Thursday, April 13, 2006

The Theology of Harry S. Truman

Today is Good Friday, the day when we observe the crucifixion. Everyone who has ever shown up to Sunday School knows that it has something to do with Jesus dying to attone for the sins of men, but really, it doesn't make a lot of metaphysical sense.

We believe that everyone is responsible for his own sins, how then can someone die for us? Poetry aside, justice isn't blind.

I have, in years of struggle, found one answer that I can grasp. I'm not saying I'm right, I'm just saying it makes sense. Reformed churches emphasis that "Jesus is Lord". I don't agree with everything they claim follows from that, but I agree with that. It's not Lord in some wishy-washy "Lord of your heart" sense, it's Lord. The Big Kahuna. Boss. King. The Really Big Lebowski. El Jefe. The Man. It's his show.

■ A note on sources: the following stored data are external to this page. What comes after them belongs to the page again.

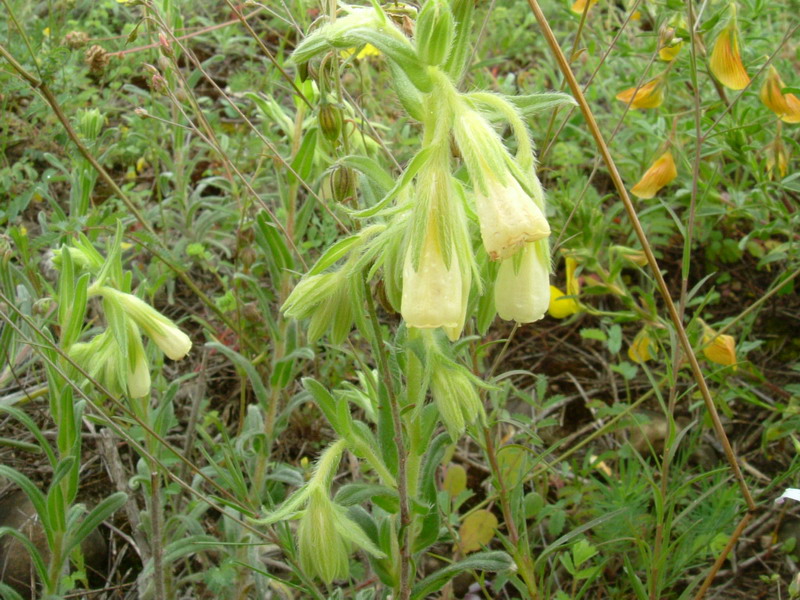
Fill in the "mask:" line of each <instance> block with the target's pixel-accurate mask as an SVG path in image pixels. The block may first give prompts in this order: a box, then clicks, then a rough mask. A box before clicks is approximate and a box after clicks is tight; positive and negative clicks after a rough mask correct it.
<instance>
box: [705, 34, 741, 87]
mask: <svg viewBox="0 0 800 600" xmlns="http://www.w3.org/2000/svg"><path fill="white" fill-rule="evenodd" d="M708 66H709V68H710V69H711V73H713V75H714V77H716V78H717V81H719V82H720V83H721V84H722V85H724V86H725V87H727V88H730V89H732V90H741V89H744V88H745V87H746V86H747V84H748V83H750V76H749V75H748V74H747V71H746V70H745V68H744V64H742V56H741V54H739V36H738V31H737V30H736V21H735V20H733V19H732V20H731V22H730V23H728V25H726V26H725V29H723V30H722V31H721V32H720V34H719V36H718V37H717V41H716V42H714V49H713V50H712V51H711V57H710V58H709V61H708Z"/></svg>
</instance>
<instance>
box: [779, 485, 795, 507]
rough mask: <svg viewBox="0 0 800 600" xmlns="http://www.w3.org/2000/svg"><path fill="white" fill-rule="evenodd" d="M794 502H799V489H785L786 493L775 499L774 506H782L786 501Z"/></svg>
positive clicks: (793, 488)
mask: <svg viewBox="0 0 800 600" xmlns="http://www.w3.org/2000/svg"><path fill="white" fill-rule="evenodd" d="M787 498H788V499H789V500H795V501H797V502H800V489H797V488H786V491H785V492H783V494H781V495H780V496H779V497H778V498H775V504H783V503H784V502H785V501H786V499H787Z"/></svg>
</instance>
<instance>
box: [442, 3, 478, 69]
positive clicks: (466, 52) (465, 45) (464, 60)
mask: <svg viewBox="0 0 800 600" xmlns="http://www.w3.org/2000/svg"><path fill="white" fill-rule="evenodd" d="M474 5H475V0H451V10H452V13H453V20H454V22H455V36H454V37H453V42H452V50H451V51H450V55H449V56H448V57H447V60H446V61H445V63H444V67H443V68H444V70H445V72H446V73H447V74H448V75H449V76H450V78H451V79H453V80H454V81H459V80H461V77H462V75H463V74H464V71H465V70H466V68H467V61H468V60H469V57H470V54H471V50H472V48H471V47H470V43H469V41H470V37H471V36H472V13H473V10H474Z"/></svg>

And, as has been said many times, "The Buck Stops Here". The crucifixion is God claiming responsability for and paying the price for our mistakes. This also helps me to understand natural catastrophes. If you can ask me how a just God can create such a vicious world, with earthquakes and hurricanes and wildfares, I can only respond that he has taken responsability. If you ask me how he can permit all manner of evil from man unto man, he has taken responsability.

Not that the evil acts are in alignment with the will of God, that he might be morally culpable, but that this is his world, under his authority. And as it is under his authority, he may take responability for its errors, and pay the price we cannot afford.